これは果たして恋なのか。
 

次の日。憂鬱な気分でドアを開けると、ものすごく分厚い封筒と俺の好きな市販菓子が置いてあった。

────??

え、なにこれ。封筒の中身札束だったりしないよね?怖いんですけど。誰から?

 開封するのに躊躇っていると、気づいてしまった。廊下の角から雛菊が不安そうにチラチラこちらを覗いていた。

いやお前かい。

隠れているつもりなのだろうか。バレバレですけど。隠れられてませんけど。
 呆れて中身を見ると、案の定というかそれは手紙だった。

…うん、長い。何枚便箋使ったのこれ。
 昨日のことにしてもそんな書くことないでしょ。

サッと目を通すと、堅苦しい文章で昨日の謝罪と日頃の感謝が綴られていた。

 昨日は感情的になりすぎました、と、いつもありがとう。

…という内容を、便箋30枚ほどの分厚さに仕立てて。

俺はつい震え、

「ぶふっ…!」

堪えられなかった。

一度吹き出してしまえば止められない。俺の大爆笑に、隠れて見ていた雛菊が怒って出てきた。恥ずかしさからか、顔が真っ赤だ。

「ちょ、ちょっと!!そんな笑うことないでしょ!?」

「あっはっはっは!!ある。
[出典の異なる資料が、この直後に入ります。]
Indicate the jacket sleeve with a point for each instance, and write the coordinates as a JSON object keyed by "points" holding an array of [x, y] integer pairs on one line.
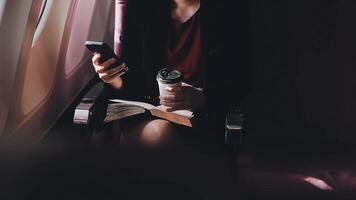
{"points": [[130, 51]]}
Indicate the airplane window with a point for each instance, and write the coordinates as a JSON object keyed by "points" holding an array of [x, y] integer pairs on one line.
{"points": [[42, 18], [41, 67], [81, 23], [2, 7]]}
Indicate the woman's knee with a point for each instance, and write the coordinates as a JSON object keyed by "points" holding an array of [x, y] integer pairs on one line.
{"points": [[155, 134]]}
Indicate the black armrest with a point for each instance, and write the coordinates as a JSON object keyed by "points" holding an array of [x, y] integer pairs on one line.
{"points": [[233, 127], [91, 111]]}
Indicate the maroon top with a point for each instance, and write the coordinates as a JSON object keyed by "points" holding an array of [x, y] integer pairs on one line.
{"points": [[183, 50]]}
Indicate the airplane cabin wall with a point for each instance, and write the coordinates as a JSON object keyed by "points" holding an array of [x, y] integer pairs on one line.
{"points": [[52, 64]]}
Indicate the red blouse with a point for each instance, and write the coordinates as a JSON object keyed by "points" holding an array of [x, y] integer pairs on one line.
{"points": [[183, 50]]}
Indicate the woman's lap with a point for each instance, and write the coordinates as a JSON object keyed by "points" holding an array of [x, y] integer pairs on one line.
{"points": [[207, 132]]}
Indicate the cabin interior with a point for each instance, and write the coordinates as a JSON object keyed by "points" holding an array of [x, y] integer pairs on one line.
{"points": [[298, 137]]}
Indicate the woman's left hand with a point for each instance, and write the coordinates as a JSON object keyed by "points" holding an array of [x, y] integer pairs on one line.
{"points": [[188, 97]]}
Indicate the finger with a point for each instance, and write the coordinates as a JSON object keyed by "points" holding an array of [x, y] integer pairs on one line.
{"points": [[113, 70], [102, 67], [96, 59], [172, 89], [172, 98]]}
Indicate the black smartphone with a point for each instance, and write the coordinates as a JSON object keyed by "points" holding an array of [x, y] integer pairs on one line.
{"points": [[105, 51]]}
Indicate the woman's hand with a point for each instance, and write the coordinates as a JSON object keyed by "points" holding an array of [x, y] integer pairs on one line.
{"points": [[108, 76], [188, 97]]}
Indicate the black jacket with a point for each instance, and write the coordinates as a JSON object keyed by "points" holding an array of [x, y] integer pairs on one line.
{"points": [[225, 45]]}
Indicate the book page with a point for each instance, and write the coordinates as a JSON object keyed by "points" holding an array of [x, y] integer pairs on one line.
{"points": [[135, 103]]}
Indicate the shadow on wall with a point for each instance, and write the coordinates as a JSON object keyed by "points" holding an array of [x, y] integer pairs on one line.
{"points": [[303, 62]]}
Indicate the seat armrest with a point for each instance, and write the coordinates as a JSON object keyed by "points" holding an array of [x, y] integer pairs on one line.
{"points": [[233, 127], [91, 111]]}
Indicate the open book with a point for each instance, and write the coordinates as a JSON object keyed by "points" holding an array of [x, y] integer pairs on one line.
{"points": [[119, 109]]}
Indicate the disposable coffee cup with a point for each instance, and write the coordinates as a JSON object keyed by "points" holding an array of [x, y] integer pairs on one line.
{"points": [[169, 78]]}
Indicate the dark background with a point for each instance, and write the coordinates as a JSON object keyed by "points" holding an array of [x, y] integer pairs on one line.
{"points": [[303, 55]]}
ありまくりだろこれ!!
てか便箋何枚使ってんの?
もうちょい地球にエコに生きろよ!!あっはは!」

「え、ライ○の方が良かった?」
「そういうことじゃねえよ」

雛菊は拗ねて頬を膨らませている。ぷんすか音が聞こえてきそうだ。
 ダメだ。面白すぎる。
 
いつも、俺を笑わせてくれるのは雛菊だ。

───あぁ、好きだな。

つくづく思う。なぜ俺たちは姉弟なんだろう。